Dear Grownups: Warming Up A Hot Dog Does Not Warrant a "Thank You"

Updated: Jul 10, 2019

By Emma "Emmie" Nothram—Dear grownups, over the course of my 4-and-one-half years on this earth, I've experienced a lot of things. I've known the highest ecstasies of jumping on the trampoline, and I've waded through the depths of despair when being forced to go to bed despite any and all indications of being tired. With my wealth of knowledge and real-world experience, I feel that I should pass on some of my wisdom to those of you who are operating under some false beliefs. I wish to do this, not to insult you or disparage you, but rather to enlighten you.

Namely, I want to herewith make clear that your tiny little efforts of warming up half a hot dog in the microwave for me to consume are next to meaningless. Your hopes for a sign of gratitude from me or anyone else for such a minuscule and insignificant task are, at best, pathetic. At worst, they are a sign of a weak ego. If you cannot feel satisfied with yourself and where you are in your life at this moment without a word of praise for having spent 60 seconds of your measly existence telling a machine what to do, then it's time to do some serious soul-searching.

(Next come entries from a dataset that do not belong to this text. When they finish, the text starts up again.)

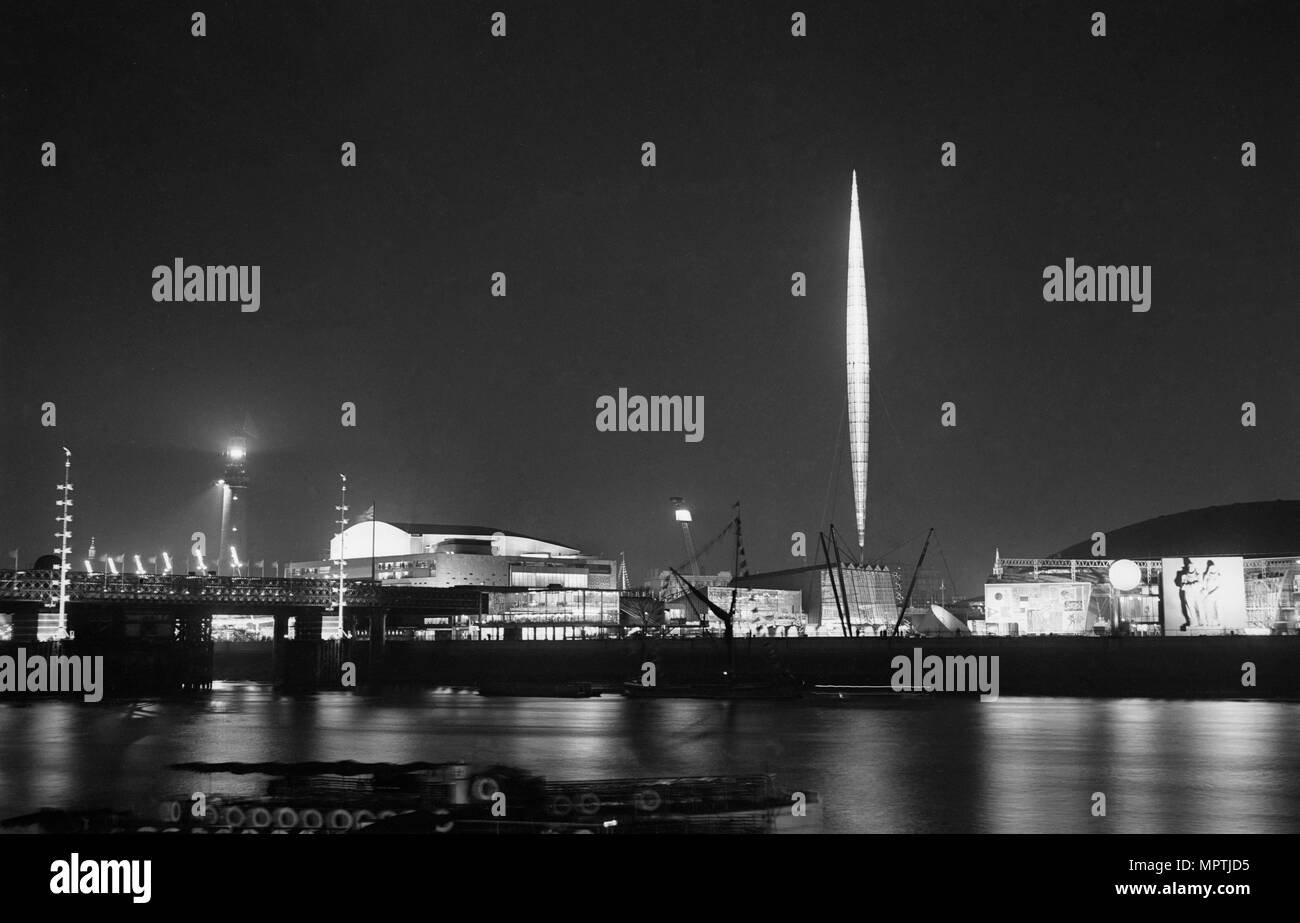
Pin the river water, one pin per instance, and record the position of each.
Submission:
(1017, 765)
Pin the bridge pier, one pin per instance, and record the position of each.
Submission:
(33, 623)
(378, 635)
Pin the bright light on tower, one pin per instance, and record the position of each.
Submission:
(859, 368)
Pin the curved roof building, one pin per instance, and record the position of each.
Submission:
(376, 538)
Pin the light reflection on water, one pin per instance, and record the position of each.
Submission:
(1010, 766)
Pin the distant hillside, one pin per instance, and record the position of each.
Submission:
(1264, 528)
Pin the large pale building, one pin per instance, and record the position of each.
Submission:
(531, 588)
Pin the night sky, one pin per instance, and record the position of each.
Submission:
(523, 155)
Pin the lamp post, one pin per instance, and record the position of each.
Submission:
(64, 533)
(342, 527)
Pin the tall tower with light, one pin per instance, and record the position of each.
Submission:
(64, 519)
(858, 368)
(234, 485)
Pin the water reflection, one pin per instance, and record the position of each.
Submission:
(1012, 766)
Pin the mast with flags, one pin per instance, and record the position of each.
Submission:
(741, 564)
(368, 516)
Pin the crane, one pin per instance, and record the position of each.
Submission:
(681, 512)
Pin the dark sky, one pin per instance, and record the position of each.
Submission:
(523, 155)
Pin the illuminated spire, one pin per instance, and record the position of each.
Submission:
(859, 368)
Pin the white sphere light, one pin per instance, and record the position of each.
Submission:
(1125, 575)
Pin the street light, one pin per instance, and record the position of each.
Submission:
(342, 559)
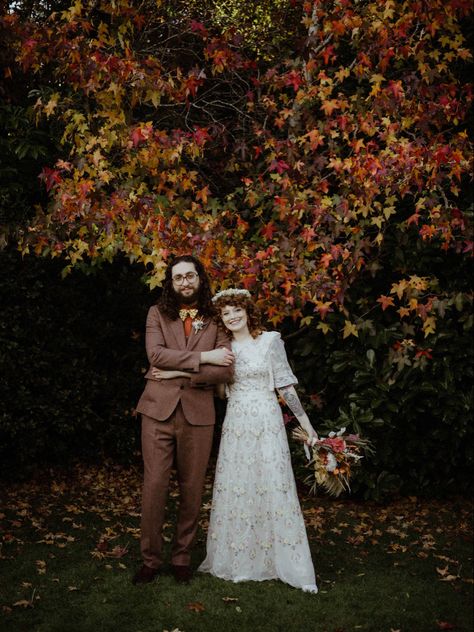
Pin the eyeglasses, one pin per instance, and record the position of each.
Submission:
(190, 277)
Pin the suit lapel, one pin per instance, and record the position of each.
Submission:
(195, 336)
(178, 332)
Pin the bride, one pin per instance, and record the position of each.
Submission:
(256, 529)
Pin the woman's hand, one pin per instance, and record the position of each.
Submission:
(162, 374)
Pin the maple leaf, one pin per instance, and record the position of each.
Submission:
(268, 231)
(50, 177)
(329, 106)
(385, 301)
(349, 330)
(196, 606)
(278, 165)
(294, 79)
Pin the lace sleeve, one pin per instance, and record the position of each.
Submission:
(280, 370)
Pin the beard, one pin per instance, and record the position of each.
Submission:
(190, 299)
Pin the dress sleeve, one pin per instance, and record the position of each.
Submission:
(280, 373)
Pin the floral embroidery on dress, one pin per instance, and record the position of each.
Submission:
(256, 529)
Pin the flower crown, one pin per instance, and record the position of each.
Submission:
(230, 292)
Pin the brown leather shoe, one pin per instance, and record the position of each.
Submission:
(144, 575)
(182, 574)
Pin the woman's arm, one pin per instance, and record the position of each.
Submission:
(289, 394)
(219, 390)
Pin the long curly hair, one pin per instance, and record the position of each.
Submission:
(254, 317)
(169, 302)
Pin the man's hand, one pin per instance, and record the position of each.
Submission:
(162, 374)
(221, 357)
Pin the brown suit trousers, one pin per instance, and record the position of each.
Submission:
(162, 441)
(177, 423)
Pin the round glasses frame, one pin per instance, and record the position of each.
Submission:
(190, 277)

Let me be clear what your hot-dog-warming has done for me. At no point in my day, even while chewing it, did this hot dog ever enter even the periphery of my conscious thought. I am far too occupied with the intricacies of puppy dog tails, baby sharks and the songs that praise them, and bothering my big sister. I simply will not be distracted by your sad attempt to nourish me. On the contrary—I am quite insulted that you would expect me to set aside my wooden letter puzzle for something as trivial as food. To imagine that I would react to you with anything other than complete and total disdain is another testament to your distorted view of the world. I am now certain that you will never understand me, and you should be ashamed of what you've done.

Now, if you truly desire a sign of gratitude from the likes of me, then I offer a few suggestions. Water slides, ponies, roller coasters, and pet tigers may warrant a smile in your general direction, but any hugs or verbal praise toward your personage may be given—never asked for. You must always maintain at the forefront of your mind that the purpose of your existence is only to serve my every whim. Should the weather not be to my liking, you shall be held responsible for all of eternity. If ever I stub my toe on a wall, you are to take full blame for having brought me near a place with a wall. This is the way of things, and shall be forevermore.

I hope that this has clarified my position, and that we may now proceed in such a way to reflect this. I understand that you may be disappointed to learn how little your feeble efforts matter, but I hope that we may now move forward as I have specified. You may indicate your acquiescence with an offering of a bowl of chocolate ice cream, delivered now.